Experiences with Data Entry
With SaaS applications becoming more advanced and processing billions of data points, the input of the data is just as important. When it comes to the government, it means a lot when you receive Federal Funding from that data. I have the privilege to design TAP (Transportation Application Platform), which is a product built by Transit Labs that uses data to pioneer a smarter public transportation system.
I wanted to write about data entry because it was a huge friction point for transit operators, it’s becoming prevalent everywhere, and a challenge of experiential value. The part that I’ll focus on is consolidating complex input matrices using input masking patterns. I’ll give you the quick scenario so we can jump into the fun.

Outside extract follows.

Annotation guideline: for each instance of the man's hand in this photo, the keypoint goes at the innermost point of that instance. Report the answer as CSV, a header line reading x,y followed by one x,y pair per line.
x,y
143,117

All public transit data is reported to FTA (Federal Transit Administration) through the NTD (National Transit Database). There are many levels of how federal funds are apportioned to transit systems. There are new standards emerging on collecting monthly data, but let’s talk about the large annual report due at the end of a transit system’s fiscal year. For a large report you will need to submit various sets of data and the product will validate over 800 data items. You may see text inputs, lots of numeric data inputs, checkboxes, radios, and drop downs.
Planning & Research
Let’s take a look at the S-10 form on NTD’s site – A matrix of inputs. Keep in mind that for each type of transportation mode (Bus, Train, Trolley) you will need to submit that particular mode’s data point, potentially within the same data item. Imagine you had 3 different writing utensils and at your final exam your teacher told you to answer the each question with every utensil. It’s a very rudimentary example but I hope you get the point.
NTD S-10 form
This just allows the operator to enter the data for just one mode at a time. The hurdle is facilitating a condensed method for submitting a data point for each transportation mode. A few years ago I remember an experiment that used input mask patterns to make form entry a lot less painless. With having that knowledge I knew that it could be extended on a larger scale, turning entry from months into weeks.
Plotting the course.
The initial concepts focused on business hierarchy, layout, typography, weights, and depths. I refine how the input element layout will work before I add pagination of transportation modes and sub-sets.
Please keep in mind that transit operators have a complete understanding of transit acronyms.
High fidelity refinement
Now let’s add some pagination to quickly determine the status of a mode for a particular data point. While we are on the topic of mode selection, I do want to add that in the left sidebar there is a “drop-out” menu to globally change all the inputs to a specific mode for quick viewing or entry.
As for the thin bars and ticks on the right of the sidebar, they are quick visual indications for the status of a data point. This color pattern is applied to typography, vertical indicators, mask titles, input pagination, input border, and input text. Remember to repeat a specific pattern in your application to drive behavior change.
Green = Successful
Red = Validation Issue
Grey = Incomplete
With the method of masking the data points for each mode, colors, and dynamic data – the operator is now able to clearly identify what data point they are submitting, visualize their progress, and have historical data to guide there submission.
Since each data point has historical data, the table for each data point changes depending on the data point that you are focused on. In the end, this is still a lot of data entry but the nifty thing with this project is that there is some form automation and verification functionality. I hope this can inspire more efficiencies.
Please let me know your thoughts on data entry.